Model Implementation

This sections gives short overview how model is implemented which consists of how audio file preprocessing is done, audio processing alternatives, feature extraction, classification model and learning process as well as model limitation. The human hearing system has a great sense of its surroundings with respect to the location and different variations of unlimited kinds of sounds of living as well as non living objects. Our hearing system is capable to distinguish between various diverse sounds. Imagine if we made machine and software to carry out the task of listening to different sounds and been able to determine what type of sound it is listening to. This seems like a good idea and it is very well been implemented in applications like classification of music, speech and other sounds, recognition of genre, gender or speaker, and many more. But it requires careful processing of audio signals, which is indeed a complex task. To overcome this task, machine listening has been progressing rapidly in the areas of processing audio signals, understanding relations between different types of audio signals and giving out meaningful results.

Any audio file conveys a kind of sound that we can hear from the audio file, may it be the sound of a band playing a song, a vehicle passing by on a highway, a crying baby, etc. Besides conveying sound, there is a certain information that can be gathered from an audio file. Machine listening is a discipline under machine learning which is used in audio signal processing and applying machine learning to automatically retrieving, analyzing, and classifying audio recordings or files. Machine listening can be a valuable process in areas that require processing based on voice content rather than visual content. Machine listening finds applications in almost all the fields right from technology, security to healthcare. Implementation of the model can be found hier.

Limitation


The model cannot predict a audio file with sound of two or more vehicles passing by. If the data set is unbalanced, consisting of unequal amount of files per categories, the model will not predict in expected manner when tested with the unlabelled or unseen test data. During data augmentation, using large value for noise factor (larger than 1.0), would lead to change the semantic of the original audio file and thus the model test accuracy will also be comprised.

Conclusion

In this thesis, we have described various approaches and alternatives and chosen a suitable one for obtaining data, reading the data, extracting features from the data and finally creating a model which leads to achieve the goal of classifying the vehicles into their respective categories. Demonstrating the behaviour of the model on different noise values also provided us with the extent to which our model can predict accurately. We also showcased the technique of data augmentation which can be applied for data enrichment to get better results in case of data scarcity. Training time can be reduced to a large extent by using the parallel computing nodes on the HPC cluster. Also, using a balanced dataset for training, the model can predict even on the unlabelled test data. As a future extension, a clustering algorithm like k-means clustering can be used to separate skewed or noisy data and non-noisy data before starting the training process.

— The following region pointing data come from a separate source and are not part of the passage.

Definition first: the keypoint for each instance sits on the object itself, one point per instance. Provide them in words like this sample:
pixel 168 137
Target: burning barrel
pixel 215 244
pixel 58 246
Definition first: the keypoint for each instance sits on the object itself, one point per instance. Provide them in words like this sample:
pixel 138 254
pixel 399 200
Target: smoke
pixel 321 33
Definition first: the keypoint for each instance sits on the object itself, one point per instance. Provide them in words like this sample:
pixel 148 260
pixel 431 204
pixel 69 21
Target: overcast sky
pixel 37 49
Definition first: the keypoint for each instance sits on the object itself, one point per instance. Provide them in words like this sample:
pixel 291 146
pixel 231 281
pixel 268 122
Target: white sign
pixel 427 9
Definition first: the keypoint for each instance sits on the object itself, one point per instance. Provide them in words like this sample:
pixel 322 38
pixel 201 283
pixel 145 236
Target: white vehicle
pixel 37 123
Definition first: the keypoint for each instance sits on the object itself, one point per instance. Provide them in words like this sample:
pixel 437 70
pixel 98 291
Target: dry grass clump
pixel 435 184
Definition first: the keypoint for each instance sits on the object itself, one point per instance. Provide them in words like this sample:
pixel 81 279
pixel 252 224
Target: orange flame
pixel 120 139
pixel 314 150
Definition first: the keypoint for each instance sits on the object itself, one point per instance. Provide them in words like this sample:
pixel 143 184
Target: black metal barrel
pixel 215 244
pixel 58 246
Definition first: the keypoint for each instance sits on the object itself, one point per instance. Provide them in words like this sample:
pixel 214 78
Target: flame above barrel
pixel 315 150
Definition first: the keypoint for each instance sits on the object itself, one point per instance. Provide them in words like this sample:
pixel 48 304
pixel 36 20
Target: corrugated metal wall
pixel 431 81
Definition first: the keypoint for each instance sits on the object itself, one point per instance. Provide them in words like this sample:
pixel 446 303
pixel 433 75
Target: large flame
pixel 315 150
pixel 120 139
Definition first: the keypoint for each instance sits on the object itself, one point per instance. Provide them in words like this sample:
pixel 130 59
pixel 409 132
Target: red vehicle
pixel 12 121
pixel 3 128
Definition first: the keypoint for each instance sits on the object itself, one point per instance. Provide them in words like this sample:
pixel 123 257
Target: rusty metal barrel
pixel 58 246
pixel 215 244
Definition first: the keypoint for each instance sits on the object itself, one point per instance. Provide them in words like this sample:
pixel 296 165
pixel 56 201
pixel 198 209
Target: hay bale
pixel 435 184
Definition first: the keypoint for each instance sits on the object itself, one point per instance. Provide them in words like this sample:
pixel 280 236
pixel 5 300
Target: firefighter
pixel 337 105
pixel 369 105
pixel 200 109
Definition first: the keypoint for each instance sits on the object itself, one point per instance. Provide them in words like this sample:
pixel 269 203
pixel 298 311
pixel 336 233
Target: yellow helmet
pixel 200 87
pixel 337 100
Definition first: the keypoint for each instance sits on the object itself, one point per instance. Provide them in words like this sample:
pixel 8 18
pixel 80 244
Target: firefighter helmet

After classifying the data about vehicles into categories, city experts can extract which type of and how many vehicles pass by, which of these types produce the highest noise levels etc. Finally using this extracted information, specialists from different areas can take suitable measures to control noise pollution in the region. For example, building architects can derive on how the building structure should be, other smart city experts can take appropriate measures to reduce noise pollution levels for that region.